Caitlin Fisher, acting on behalf of her husband's estate, brought a wrongful death action in Multnomah County Circuit Court. John M. Coletti of Paulson Coletti Trial Attorneys, along with co-counsel Nadia Dahab, represented the family. Lee failed to appear, and at a prima facie hearing the court heard evidence that Fisher remained conscious for about eight minutes, experiencing oxygen starvation, helplessness, and extreme panic before losing consciousness. The trial court awarded $15 million for loss of Fisher's society and companionship and $5 million for his conscious pain and suffering, totaling $20 million.
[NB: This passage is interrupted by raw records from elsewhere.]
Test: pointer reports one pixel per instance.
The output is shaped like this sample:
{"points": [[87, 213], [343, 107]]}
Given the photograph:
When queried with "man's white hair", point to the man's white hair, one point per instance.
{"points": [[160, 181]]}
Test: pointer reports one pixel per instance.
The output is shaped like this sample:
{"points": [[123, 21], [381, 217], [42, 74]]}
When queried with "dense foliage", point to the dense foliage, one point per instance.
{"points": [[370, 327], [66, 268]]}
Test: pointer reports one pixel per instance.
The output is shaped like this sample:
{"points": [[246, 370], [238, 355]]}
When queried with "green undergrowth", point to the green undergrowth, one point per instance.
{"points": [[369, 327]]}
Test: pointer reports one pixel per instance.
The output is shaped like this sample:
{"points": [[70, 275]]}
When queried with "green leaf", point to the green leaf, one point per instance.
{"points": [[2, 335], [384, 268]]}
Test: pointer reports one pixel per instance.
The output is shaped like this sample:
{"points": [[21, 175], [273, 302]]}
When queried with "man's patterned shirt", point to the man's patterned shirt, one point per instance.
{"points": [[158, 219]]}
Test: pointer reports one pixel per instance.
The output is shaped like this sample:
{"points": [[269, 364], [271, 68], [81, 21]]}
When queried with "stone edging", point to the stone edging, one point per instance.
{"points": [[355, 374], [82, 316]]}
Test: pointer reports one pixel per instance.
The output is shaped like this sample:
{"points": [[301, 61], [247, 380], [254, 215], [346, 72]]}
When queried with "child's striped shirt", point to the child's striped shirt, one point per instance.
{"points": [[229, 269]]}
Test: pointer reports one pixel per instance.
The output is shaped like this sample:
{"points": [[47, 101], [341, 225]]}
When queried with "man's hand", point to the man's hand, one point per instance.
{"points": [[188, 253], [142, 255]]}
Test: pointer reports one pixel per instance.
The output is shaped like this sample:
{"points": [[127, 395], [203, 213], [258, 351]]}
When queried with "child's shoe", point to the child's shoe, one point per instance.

The trial court then reduced the award to $500,000 under a 1987 Oregon statute that caps noneconomic damages in wrongful death cases. The cap had stood for nearly four decades without significant constitutional challenge.

Coletti and Dahab appealed. In July 2026, the Oregon Court of Appeals reversed the reduction. Writing for the panel, Judge Steven Powers held that the legislature's reason for enacting the cap 'cannot bear the weight of the dramatic reduction in noneconomic damages' in this case. The ruling rested on the Oregon Constitution's guarantee that every person 'shall have remedy by due course of law for injury' done to them. The court found the cap, as applied to Fisher's circumstances, violated that constitutional protection.

The decision is as-applied, not a facial strike of the statute, meaning the case returns to the trial court for reconsideration in light of Fisher's specific facts. The $20 million award remains the measure the court set; whether and how much of it stands is now before the trial court again.

Sources

This account is drawn from contemporaneous public reporting and the court record.